Bind the current vector with another vector object inplace.

Parameters

vector : Vector
The input Vector object.

Examples

>>> from hdlib.space import Vector
>>> vector1 = Vector()
>>> vector2 = Vector()
>>> vector1.bind(vector2)

It overrides the actual vector content of vector1 with the result of the binding with vector2. Refers to hdlib.arithmetic.bind for additional information.

def bundle(self, vector: Vector) ‑> None

Bundle the current vector with another vector object inplace.

Parameters

vector : Vector
The input Vector object.

Examples

>>> from hdlib.space import Vector
>>> vector1 = Vector()
>>> vector2 = Vector()
>>> vector1.bundle(vector2)

It overrides the actual vector content of vector1 with the result of the bundling with vector2. Refers to hdlib.arithmetic.bundle for additional information.

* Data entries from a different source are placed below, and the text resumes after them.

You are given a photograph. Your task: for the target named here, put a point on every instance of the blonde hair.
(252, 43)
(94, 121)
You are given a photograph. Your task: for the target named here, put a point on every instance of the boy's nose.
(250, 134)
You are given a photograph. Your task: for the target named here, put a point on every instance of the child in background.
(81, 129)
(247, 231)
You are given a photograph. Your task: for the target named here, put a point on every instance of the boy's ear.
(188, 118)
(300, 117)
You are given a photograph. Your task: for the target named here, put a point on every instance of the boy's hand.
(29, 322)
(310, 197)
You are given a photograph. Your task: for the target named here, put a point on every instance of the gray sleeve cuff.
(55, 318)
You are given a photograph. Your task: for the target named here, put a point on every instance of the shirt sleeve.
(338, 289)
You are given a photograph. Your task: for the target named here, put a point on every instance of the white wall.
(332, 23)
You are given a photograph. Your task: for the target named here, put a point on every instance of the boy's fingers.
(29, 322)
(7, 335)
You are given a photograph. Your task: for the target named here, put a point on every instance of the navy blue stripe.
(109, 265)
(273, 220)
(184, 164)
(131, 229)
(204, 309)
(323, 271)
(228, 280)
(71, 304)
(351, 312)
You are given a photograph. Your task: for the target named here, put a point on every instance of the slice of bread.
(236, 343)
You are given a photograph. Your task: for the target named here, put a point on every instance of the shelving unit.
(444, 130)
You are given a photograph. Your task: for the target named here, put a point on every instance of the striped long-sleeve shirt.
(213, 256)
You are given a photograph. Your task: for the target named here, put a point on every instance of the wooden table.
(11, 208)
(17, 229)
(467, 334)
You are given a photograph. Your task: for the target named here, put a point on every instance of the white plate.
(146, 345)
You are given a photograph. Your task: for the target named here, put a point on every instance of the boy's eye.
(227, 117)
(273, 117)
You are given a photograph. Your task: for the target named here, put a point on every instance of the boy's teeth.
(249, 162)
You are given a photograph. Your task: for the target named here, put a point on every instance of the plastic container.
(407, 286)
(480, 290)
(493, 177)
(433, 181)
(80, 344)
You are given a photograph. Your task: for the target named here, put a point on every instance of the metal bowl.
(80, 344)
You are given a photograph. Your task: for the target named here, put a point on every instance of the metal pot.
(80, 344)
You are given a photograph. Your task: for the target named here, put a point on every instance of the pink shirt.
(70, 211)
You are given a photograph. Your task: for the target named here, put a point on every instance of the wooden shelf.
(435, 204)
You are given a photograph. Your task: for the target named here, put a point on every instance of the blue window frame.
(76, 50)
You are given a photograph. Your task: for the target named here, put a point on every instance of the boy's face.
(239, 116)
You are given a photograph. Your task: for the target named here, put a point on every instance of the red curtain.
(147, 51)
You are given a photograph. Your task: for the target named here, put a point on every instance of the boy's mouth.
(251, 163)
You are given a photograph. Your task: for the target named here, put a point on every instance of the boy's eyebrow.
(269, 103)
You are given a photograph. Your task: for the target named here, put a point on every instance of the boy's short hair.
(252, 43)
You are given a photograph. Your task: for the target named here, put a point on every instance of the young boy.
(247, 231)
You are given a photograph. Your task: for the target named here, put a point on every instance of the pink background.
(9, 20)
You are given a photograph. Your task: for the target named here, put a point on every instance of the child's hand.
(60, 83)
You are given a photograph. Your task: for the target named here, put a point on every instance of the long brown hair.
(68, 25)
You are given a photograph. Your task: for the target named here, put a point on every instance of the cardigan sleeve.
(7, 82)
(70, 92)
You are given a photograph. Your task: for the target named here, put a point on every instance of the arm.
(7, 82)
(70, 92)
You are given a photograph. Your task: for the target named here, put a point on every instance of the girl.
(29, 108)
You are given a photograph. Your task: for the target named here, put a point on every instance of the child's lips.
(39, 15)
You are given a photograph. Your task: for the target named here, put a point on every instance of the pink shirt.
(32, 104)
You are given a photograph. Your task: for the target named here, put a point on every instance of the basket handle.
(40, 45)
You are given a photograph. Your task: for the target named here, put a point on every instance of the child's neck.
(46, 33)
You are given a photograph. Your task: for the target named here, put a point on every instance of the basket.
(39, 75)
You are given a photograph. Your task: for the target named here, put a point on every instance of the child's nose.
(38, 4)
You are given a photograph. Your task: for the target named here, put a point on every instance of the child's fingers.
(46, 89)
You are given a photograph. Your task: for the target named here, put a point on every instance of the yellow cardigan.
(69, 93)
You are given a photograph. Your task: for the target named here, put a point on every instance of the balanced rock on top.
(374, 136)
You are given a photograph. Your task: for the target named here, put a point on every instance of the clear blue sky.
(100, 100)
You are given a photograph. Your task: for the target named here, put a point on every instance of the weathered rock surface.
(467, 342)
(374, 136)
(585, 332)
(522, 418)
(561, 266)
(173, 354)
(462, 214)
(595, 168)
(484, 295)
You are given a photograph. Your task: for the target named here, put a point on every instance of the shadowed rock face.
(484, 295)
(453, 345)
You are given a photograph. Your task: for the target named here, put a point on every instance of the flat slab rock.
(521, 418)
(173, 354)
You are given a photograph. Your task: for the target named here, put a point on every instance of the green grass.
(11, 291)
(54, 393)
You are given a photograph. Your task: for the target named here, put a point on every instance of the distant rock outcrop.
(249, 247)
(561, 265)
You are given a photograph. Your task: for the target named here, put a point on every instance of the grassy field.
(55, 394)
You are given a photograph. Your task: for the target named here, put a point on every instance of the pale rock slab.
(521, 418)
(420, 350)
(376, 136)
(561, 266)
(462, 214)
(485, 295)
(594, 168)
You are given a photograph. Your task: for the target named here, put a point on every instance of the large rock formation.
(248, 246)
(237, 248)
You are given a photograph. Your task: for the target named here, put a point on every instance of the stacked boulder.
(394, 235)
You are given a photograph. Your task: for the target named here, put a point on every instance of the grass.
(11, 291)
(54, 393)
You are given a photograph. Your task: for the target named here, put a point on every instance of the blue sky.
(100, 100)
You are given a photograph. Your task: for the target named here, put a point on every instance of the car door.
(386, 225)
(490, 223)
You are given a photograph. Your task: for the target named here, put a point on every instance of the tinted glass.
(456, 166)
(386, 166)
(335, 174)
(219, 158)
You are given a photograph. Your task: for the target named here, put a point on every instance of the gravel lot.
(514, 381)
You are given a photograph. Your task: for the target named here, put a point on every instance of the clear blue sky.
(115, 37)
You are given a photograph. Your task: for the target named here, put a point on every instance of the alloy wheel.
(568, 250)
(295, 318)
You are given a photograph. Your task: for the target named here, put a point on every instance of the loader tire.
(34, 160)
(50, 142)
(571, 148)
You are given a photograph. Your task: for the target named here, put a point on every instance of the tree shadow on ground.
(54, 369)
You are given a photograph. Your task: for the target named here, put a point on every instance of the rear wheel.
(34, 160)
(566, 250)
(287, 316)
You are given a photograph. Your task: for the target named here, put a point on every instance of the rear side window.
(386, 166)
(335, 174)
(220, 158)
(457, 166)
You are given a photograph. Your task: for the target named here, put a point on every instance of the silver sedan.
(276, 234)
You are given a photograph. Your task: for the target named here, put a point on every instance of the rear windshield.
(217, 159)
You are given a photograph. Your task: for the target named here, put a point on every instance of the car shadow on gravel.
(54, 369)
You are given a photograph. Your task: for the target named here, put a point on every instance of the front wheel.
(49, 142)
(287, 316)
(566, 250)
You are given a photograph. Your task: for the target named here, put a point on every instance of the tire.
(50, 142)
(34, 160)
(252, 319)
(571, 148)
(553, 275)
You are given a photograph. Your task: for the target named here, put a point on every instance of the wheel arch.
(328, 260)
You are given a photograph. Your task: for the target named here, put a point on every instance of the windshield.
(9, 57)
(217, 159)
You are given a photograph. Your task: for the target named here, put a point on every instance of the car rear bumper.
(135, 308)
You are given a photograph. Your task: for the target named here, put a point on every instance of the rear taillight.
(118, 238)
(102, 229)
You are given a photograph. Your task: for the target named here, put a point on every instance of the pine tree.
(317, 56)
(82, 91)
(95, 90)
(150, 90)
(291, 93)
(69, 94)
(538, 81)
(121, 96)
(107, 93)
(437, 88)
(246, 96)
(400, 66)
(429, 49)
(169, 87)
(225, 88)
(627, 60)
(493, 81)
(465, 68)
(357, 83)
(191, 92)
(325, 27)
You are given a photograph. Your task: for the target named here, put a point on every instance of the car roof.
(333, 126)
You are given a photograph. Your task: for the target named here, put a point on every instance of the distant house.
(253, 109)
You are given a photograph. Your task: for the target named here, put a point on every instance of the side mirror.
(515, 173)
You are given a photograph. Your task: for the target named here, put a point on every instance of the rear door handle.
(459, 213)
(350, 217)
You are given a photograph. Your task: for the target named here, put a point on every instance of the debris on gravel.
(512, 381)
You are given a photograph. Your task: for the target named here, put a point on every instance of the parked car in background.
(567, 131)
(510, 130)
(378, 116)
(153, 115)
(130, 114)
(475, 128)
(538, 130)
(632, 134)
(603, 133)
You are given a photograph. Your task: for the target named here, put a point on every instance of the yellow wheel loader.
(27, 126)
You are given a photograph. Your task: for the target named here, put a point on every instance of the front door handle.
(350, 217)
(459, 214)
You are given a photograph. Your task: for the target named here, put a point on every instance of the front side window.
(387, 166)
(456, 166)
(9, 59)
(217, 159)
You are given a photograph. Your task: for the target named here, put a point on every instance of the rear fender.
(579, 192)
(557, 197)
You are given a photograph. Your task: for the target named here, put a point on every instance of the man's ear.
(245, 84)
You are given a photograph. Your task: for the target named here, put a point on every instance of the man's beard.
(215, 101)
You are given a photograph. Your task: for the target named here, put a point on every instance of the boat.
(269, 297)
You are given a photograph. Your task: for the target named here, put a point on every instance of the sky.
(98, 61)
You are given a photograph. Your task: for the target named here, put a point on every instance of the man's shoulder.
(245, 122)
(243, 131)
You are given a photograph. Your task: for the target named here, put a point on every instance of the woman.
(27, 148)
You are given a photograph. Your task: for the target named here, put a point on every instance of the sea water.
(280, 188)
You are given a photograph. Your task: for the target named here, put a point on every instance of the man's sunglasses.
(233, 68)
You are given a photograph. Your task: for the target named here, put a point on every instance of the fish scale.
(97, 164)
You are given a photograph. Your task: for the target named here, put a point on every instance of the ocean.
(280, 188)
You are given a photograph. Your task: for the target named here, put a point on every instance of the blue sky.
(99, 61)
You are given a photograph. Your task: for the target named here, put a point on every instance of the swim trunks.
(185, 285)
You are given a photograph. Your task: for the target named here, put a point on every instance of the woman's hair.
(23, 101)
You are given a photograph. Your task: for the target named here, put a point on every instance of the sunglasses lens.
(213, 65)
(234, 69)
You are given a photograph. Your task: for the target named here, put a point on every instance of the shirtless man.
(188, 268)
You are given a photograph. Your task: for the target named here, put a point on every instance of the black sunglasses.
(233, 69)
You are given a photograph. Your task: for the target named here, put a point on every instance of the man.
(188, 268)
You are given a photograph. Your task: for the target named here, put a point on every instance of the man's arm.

def dist(self, vector: Vector, method: str = 'cosine') ‑> float

Compute distance between vectors.

Parameters

vector : Vector
A Vector object from which the distance must be computed.
method : {'cosine', 'euclidean', 'hamming'}, optional, default 'cosine'
The distance method.

Returns

float
The distance between the current Vector object and the input vector.

Raises

Exception
If the current vector has a different size or vector type than the input vector.

Examples

>>> from hdlib.space import Vector
>>> vector1 = Vector(seed=1)
>>> vector2 = Vector(seed=2)
>>> vector1.dist(vector2, method='cosine')
0.996

Generate two random bipolar vectors and compute the distance between them.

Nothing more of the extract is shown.